The tonality changes and it’s commendable how restrained the narrative still is. Everything happens quickly. The Pandits have no choice but to run for their lives leaving their homes behind. At the refugee camp in Jammu, things are depressing. Someone mentions how “parliament mein shor machega” because so many Pandits have been displaced but there is an eerie silence and nothing happens. The point that somewhere we probably let down our own people by our apathy towards their condition is made without raising the pitch. And then we return to the two lovers and how their identity is linked to the land that they now can’t return to. Life slowly ebbs to normal but it will never be the same again, will it?
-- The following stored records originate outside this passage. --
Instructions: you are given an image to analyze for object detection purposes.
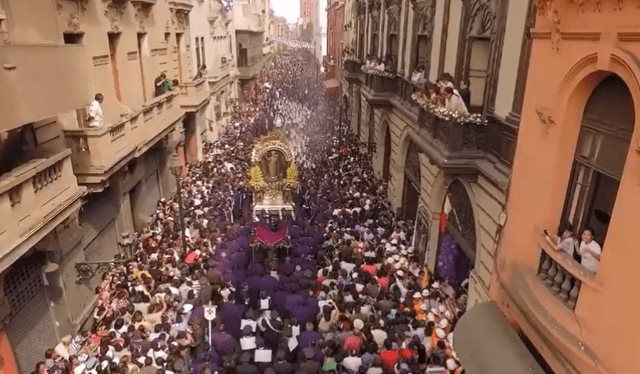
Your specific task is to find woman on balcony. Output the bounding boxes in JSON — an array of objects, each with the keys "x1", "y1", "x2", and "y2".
[{"x1": 578, "y1": 228, "x2": 602, "y2": 273}]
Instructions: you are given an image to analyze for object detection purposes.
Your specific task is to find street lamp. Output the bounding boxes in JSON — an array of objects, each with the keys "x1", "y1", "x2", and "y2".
[
  {"x1": 118, "y1": 231, "x2": 135, "y2": 260},
  {"x1": 169, "y1": 152, "x2": 187, "y2": 252}
]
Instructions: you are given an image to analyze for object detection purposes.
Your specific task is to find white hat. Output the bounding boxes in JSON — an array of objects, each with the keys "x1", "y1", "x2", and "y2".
[{"x1": 447, "y1": 358, "x2": 458, "y2": 370}]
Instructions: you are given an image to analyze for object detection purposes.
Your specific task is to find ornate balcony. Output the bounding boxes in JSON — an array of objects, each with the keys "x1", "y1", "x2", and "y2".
[
  {"x1": 418, "y1": 108, "x2": 487, "y2": 153},
  {"x1": 342, "y1": 60, "x2": 362, "y2": 83},
  {"x1": 179, "y1": 78, "x2": 209, "y2": 112},
  {"x1": 64, "y1": 92, "x2": 184, "y2": 185},
  {"x1": 0, "y1": 149, "x2": 85, "y2": 271},
  {"x1": 538, "y1": 234, "x2": 600, "y2": 310},
  {"x1": 0, "y1": 44, "x2": 95, "y2": 131}
]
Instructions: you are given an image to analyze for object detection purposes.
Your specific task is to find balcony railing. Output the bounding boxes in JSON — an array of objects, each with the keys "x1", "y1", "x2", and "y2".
[
  {"x1": 0, "y1": 44, "x2": 95, "y2": 132},
  {"x1": 538, "y1": 234, "x2": 601, "y2": 310},
  {"x1": 64, "y1": 88, "x2": 182, "y2": 184},
  {"x1": 0, "y1": 149, "x2": 84, "y2": 258},
  {"x1": 418, "y1": 108, "x2": 487, "y2": 152},
  {"x1": 179, "y1": 78, "x2": 209, "y2": 110}
]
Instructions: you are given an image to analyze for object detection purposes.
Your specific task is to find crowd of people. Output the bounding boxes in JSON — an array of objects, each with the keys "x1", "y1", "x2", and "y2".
[{"x1": 40, "y1": 48, "x2": 467, "y2": 374}]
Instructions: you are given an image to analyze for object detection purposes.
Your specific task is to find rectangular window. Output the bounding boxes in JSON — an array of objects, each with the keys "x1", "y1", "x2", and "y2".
[
  {"x1": 198, "y1": 36, "x2": 207, "y2": 67},
  {"x1": 196, "y1": 36, "x2": 200, "y2": 68},
  {"x1": 107, "y1": 33, "x2": 122, "y2": 101},
  {"x1": 138, "y1": 33, "x2": 147, "y2": 101}
]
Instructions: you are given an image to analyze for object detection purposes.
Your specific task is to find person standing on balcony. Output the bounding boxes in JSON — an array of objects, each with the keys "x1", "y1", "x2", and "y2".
[
  {"x1": 459, "y1": 78, "x2": 471, "y2": 108},
  {"x1": 444, "y1": 86, "x2": 469, "y2": 114},
  {"x1": 88, "y1": 93, "x2": 104, "y2": 129},
  {"x1": 579, "y1": 228, "x2": 602, "y2": 273},
  {"x1": 154, "y1": 73, "x2": 167, "y2": 97}
]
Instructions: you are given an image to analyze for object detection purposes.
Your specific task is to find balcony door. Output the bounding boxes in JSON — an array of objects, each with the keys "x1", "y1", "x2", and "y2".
[
  {"x1": 562, "y1": 75, "x2": 635, "y2": 245},
  {"x1": 382, "y1": 125, "x2": 391, "y2": 183},
  {"x1": 107, "y1": 32, "x2": 122, "y2": 102},
  {"x1": 138, "y1": 32, "x2": 149, "y2": 102}
]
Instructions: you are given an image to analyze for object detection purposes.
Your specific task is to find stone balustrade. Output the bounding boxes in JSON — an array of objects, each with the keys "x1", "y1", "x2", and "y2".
[
  {"x1": 538, "y1": 235, "x2": 600, "y2": 310},
  {"x1": 64, "y1": 90, "x2": 182, "y2": 184},
  {"x1": 0, "y1": 149, "x2": 84, "y2": 262},
  {"x1": 418, "y1": 108, "x2": 487, "y2": 152},
  {"x1": 179, "y1": 77, "x2": 209, "y2": 111}
]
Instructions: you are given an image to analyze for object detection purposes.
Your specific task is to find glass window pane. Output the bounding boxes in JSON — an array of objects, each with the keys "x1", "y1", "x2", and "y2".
[
  {"x1": 585, "y1": 174, "x2": 620, "y2": 245},
  {"x1": 594, "y1": 135, "x2": 629, "y2": 179},
  {"x1": 576, "y1": 129, "x2": 595, "y2": 160}
]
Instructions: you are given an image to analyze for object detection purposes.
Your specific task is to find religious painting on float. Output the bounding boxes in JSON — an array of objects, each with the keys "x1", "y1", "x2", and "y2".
[{"x1": 249, "y1": 131, "x2": 299, "y2": 207}]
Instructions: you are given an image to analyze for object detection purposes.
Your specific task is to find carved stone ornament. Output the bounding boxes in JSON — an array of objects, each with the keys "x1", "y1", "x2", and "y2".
[
  {"x1": 467, "y1": 0, "x2": 496, "y2": 36},
  {"x1": 135, "y1": 3, "x2": 151, "y2": 31},
  {"x1": 104, "y1": 0, "x2": 127, "y2": 32},
  {"x1": 416, "y1": 1, "x2": 435, "y2": 35},
  {"x1": 67, "y1": 13, "x2": 80, "y2": 31},
  {"x1": 371, "y1": 12, "x2": 380, "y2": 34},
  {"x1": 536, "y1": 106, "x2": 556, "y2": 136}
]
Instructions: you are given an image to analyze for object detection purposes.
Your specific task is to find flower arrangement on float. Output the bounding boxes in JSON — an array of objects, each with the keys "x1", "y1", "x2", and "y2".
[
  {"x1": 249, "y1": 165, "x2": 265, "y2": 190},
  {"x1": 360, "y1": 65, "x2": 396, "y2": 79},
  {"x1": 411, "y1": 92, "x2": 487, "y2": 125},
  {"x1": 287, "y1": 162, "x2": 299, "y2": 190}
]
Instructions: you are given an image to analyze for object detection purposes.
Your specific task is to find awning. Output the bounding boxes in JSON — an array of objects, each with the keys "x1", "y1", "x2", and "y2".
[{"x1": 453, "y1": 301, "x2": 545, "y2": 374}]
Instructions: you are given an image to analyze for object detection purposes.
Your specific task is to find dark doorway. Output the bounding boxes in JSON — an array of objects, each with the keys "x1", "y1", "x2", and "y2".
[
  {"x1": 382, "y1": 126, "x2": 391, "y2": 183},
  {"x1": 402, "y1": 142, "x2": 420, "y2": 220},
  {"x1": 107, "y1": 33, "x2": 122, "y2": 101}
]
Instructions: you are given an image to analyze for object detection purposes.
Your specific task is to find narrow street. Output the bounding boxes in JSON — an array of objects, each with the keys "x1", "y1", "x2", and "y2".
[{"x1": 43, "y1": 48, "x2": 466, "y2": 374}]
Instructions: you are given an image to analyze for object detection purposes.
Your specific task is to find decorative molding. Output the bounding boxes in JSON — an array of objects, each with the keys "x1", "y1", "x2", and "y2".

Astonishingly convincing as the much in love couple when even age hasn’t jaded their romance, it is Sadia and Aadil’s performance that gives this film its soul. They speak the language of love and compassion throughout.
It must have been a well thought out plan by makers. But for such a complex issue like Kashmir where so many parties and interests are involved, to keep the gaze this narrow and focused somehow takes away the intended impact of the film. The aching loss of home and friends and the familiarity and comfort that it brings is a recurring theme, but watch Shikara for the lovely story and you won’t be disappointed. I give it 3 quints out of 5. The story of the exodus of Kashmiri Pandits perhaps deserves a more powerful film.